AT first glance it looks very much like bolting the stable door after the horse has bolted.
But it isn’t, it is just doing the obvious.
The city council has said that it will send in its surveyors to establish whether the 17 schools forced to shut earlier this month amid safety concerns are now safe to reopen.
That move will be welcomed by the parents of the thousands of children whose education has been disrupted, because it is bound to give them more confidence when sending their children back in.
There are some who say that the council undertaking these actions demonstrates a lack of its trust now in Edinburgh Schools Partnership (ESP), the private finance consortium which built and maintained the schools that turned out to be faulty.
That is as it should be. A lack of trust in the ESP is an appropriate response for the council in these circumstances. If the council had not decided to do the inspections itself but had instead said that despite the events of the past weeks it was putting its trust in ESP to again sign off the buildings, questions would have been asked and rightly so.
But it is not just ESP that faces trust isuues and must seek to rebuild.
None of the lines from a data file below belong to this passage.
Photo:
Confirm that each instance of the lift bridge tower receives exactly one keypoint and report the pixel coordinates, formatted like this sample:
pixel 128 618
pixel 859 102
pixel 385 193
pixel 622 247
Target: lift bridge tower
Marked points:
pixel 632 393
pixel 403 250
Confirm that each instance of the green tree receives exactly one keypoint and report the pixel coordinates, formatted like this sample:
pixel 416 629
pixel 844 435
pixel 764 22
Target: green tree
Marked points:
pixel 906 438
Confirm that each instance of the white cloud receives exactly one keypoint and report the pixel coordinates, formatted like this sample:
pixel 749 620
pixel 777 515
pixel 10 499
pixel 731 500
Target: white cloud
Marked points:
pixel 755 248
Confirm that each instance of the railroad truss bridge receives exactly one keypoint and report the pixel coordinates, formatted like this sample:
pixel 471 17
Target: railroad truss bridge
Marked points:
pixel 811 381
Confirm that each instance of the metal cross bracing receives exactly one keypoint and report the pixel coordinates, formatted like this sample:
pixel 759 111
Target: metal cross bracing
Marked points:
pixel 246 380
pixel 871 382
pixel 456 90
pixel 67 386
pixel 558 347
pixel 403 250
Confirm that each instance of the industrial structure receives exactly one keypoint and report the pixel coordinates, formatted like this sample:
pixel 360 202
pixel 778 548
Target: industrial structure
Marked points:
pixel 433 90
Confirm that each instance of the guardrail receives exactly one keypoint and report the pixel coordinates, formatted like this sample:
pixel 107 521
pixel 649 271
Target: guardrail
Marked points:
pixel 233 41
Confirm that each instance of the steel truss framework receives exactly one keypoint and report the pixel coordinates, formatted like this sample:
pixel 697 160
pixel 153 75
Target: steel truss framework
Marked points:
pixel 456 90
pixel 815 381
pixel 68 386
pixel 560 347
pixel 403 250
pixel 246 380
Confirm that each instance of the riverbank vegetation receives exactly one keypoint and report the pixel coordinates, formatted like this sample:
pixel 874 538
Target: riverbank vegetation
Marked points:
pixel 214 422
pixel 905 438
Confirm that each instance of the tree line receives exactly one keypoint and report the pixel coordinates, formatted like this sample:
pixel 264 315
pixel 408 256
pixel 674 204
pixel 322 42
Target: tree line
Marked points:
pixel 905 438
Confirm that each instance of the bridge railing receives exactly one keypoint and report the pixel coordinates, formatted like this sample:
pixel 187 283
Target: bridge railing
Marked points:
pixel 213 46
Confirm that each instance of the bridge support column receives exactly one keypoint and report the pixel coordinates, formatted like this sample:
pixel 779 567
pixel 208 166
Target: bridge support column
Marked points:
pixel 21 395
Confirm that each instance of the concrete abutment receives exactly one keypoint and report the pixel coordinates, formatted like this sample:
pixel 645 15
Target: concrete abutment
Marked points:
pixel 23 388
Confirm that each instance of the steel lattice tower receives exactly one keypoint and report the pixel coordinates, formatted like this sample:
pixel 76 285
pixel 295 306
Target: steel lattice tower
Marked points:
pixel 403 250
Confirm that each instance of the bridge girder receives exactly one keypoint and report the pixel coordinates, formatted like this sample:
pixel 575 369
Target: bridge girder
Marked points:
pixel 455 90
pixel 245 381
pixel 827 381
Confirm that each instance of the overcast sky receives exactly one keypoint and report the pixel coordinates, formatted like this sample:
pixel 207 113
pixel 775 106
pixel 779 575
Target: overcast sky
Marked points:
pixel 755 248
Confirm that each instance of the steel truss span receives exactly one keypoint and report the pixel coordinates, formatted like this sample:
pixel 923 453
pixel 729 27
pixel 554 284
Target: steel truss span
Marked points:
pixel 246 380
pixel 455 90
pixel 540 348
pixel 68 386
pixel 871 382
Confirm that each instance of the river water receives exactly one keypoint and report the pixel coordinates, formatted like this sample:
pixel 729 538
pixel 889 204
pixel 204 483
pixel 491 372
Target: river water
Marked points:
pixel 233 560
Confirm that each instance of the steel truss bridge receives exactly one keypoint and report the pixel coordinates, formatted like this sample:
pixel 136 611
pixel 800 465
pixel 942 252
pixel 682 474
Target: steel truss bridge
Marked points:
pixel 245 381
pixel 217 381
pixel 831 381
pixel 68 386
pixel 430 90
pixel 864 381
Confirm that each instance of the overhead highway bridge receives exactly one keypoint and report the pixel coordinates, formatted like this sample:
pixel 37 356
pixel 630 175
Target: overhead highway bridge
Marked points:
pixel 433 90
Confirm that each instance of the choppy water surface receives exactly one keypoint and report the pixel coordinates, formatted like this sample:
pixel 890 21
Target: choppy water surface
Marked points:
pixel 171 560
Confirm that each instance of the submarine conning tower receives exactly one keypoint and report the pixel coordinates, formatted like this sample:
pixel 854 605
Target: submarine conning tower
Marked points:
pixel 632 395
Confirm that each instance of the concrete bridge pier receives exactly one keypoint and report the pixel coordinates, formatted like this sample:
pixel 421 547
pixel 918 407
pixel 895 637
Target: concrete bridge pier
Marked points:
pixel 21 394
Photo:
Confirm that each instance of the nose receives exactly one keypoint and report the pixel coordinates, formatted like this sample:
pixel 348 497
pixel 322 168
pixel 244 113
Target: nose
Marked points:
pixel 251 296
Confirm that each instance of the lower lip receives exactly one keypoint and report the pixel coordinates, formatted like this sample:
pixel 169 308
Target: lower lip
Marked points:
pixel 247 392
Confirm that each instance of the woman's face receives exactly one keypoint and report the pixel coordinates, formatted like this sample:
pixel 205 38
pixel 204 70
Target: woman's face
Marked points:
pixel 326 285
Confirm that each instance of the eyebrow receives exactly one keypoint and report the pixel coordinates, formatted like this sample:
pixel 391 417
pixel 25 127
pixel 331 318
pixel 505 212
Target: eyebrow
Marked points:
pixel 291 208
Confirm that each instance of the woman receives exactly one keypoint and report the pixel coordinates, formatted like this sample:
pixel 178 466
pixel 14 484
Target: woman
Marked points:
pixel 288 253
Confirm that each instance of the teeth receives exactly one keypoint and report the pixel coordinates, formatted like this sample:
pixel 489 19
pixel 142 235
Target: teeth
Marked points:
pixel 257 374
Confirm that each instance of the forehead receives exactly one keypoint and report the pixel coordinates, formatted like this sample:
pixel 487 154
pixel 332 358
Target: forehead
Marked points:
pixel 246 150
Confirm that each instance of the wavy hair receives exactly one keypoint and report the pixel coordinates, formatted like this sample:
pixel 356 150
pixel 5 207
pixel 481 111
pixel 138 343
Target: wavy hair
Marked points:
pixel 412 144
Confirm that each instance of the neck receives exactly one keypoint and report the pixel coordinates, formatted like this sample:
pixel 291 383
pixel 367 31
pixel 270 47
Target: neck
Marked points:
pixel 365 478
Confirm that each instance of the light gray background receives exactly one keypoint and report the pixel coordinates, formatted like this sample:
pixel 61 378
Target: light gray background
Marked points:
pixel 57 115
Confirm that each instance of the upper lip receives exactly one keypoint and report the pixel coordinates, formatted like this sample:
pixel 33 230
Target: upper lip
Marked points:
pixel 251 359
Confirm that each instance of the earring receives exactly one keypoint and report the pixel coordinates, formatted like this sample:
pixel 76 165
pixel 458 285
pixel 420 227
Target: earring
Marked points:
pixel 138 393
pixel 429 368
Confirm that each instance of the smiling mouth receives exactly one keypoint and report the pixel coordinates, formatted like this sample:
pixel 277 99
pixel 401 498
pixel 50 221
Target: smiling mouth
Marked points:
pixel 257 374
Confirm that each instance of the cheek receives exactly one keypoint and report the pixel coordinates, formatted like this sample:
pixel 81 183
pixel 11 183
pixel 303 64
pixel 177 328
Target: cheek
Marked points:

Although the council has acquitted itself well in its efforts to continue the education of the affected children, and although it has communicated well with parents, and it has taken no risks with the safety of the children, it is the council that many parents and indeed citizens will see as ultimately responsible for the state of the city’s schools.
The council has to rebuild that trust and every move it makes now will be scrutinised.
Perhaps a good start in rebuilding trust all round would be ESP undertaking to bear the cost of these inspections, as it would not be right if that cost was to be carried by the taxpayer.